Engineering Cost Opportunities
Research indicates that surgical care can be delivered cost-effectively in LMICs without compromising quality and delivery. One study reveals that standardizing operative equipment reduces supply cost per case by 20%, and can be used to realize annual savings of more than $41,000. Within the context of medical equipment, developed economies dispose the largest volume of unused operating room and surgical supplies in a given year. The United States alone reports throwing away millions in new medical equipment, routing them to LMICs as charitable donations. However, ground intelligence suggests that nearly 40% of the donated inventory is dysfunctional, and once the equipment breaks down, locally available technical capabilities are not enough to get them back online. Manufacturers need to shift their focus towards developing low-cost, easily serviceable instruments and diagnostic equipment. Since quality and compliance are non-negotiable requirements, product value engineering (PVE) principles are being used to modify existing designs, and retain desired features and functions at the lowest feasible cost and with the fewest possible parts. Value engineering and analysis (VAVE) aims to optimize technology and component sourcing in order to unlock value trapped in inefficient design. By reducing system complexity and implementing a modularized design, manufacturers can simplify maintenance and repair operations with easily swappable components. This could in turn reduce the overall infrastructural cost burden and diminish cost per diagnosis and procedure. In terms of diagnosing medical conditions requiring surgical intervention, the scenario in developing countries is not particularly encouraging. A number of deaths have been attributed to diagnosis errors, and the World Health Organization (WHO) identifies medical misdiagnosis as the third leading cause of death. Medical OEMs are working towards capturing the market in developing countries by introducing frugally engineered, critical diagnostic devices like fusion ultrasound and CT machines. They can ensure the mass production of cutting-edge diagnostic devices through VAVE to increase diagnostic accuracy and reduce cost per procedure.

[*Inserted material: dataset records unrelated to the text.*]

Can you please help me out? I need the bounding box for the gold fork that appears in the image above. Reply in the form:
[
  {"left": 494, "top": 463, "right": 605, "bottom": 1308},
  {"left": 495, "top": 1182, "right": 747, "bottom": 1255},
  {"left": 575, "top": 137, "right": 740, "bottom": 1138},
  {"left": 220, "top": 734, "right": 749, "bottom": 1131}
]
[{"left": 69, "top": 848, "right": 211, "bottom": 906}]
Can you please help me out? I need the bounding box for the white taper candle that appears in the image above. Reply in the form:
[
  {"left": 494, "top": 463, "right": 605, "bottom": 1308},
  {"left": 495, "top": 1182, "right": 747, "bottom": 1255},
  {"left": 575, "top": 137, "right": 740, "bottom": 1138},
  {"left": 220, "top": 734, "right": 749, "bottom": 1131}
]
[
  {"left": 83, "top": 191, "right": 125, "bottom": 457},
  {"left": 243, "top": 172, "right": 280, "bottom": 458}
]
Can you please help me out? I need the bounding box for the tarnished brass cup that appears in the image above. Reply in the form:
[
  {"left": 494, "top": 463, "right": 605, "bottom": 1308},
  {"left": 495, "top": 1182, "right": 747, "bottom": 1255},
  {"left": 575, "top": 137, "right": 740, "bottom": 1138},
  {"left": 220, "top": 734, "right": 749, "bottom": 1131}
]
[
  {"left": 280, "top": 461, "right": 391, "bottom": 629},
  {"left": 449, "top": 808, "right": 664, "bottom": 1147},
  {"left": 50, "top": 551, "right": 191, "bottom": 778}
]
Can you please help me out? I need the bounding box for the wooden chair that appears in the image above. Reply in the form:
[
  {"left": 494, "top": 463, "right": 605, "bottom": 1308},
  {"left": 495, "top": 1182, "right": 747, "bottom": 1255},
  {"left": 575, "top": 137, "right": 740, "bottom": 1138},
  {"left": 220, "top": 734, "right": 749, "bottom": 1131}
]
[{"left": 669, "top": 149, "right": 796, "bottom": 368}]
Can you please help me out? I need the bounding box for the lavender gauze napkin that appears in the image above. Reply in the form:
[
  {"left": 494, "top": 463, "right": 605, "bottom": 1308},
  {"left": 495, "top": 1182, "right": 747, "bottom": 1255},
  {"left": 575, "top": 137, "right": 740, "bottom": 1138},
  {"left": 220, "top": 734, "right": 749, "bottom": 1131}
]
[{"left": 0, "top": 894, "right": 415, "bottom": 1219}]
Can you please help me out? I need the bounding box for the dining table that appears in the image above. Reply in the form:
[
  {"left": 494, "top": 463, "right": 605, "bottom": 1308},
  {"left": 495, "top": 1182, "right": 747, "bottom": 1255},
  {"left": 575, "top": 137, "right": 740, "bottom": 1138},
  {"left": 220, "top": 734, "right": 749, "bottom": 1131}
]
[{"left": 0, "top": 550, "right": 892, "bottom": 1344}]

De-localizing Precision Surgery
Improved diagnoses need to be complemented with minimally invasive surgery to boost patient outcomes. Complex open surgeries generally carry the risk of post-operative infections, prolonging hospital stays and increasing readmission rates. The additional cost of care and repeat procedures drive up infrastructural pressure and total expenses per procedure. Cataracts – one of the leading causes of blindness worldwide – is a treatable condition. However, developing countries lack the trained manpower and surgical capabilities necessary to address the issue cost effectively. In Central Africa, over three million people are at risk of cataract blindness, while only 122 ophthalmological surgeons are active in the region. Here is where robotics and telemedicine is set to play a crucial role. Although currently cost prohibitive, systems like the Robotic Retinal Dissection Device (R2D2) have been proving themselves in trials by reducing time required per surgery and increasing the scope for performing entirely new procedures. In tandem, telemedicine is diminishing the cost of delivering care to remote locations. Combine the two, and decentralizing surgical care becomes a possibility. Distance becomes immaterial and the regional lack of medical expertise unimportant. The ultimate goal is to engineer a unified surgical platform to perform minimally invasive procedures at a fraction of present costs with greater accuracy and limited human intervention.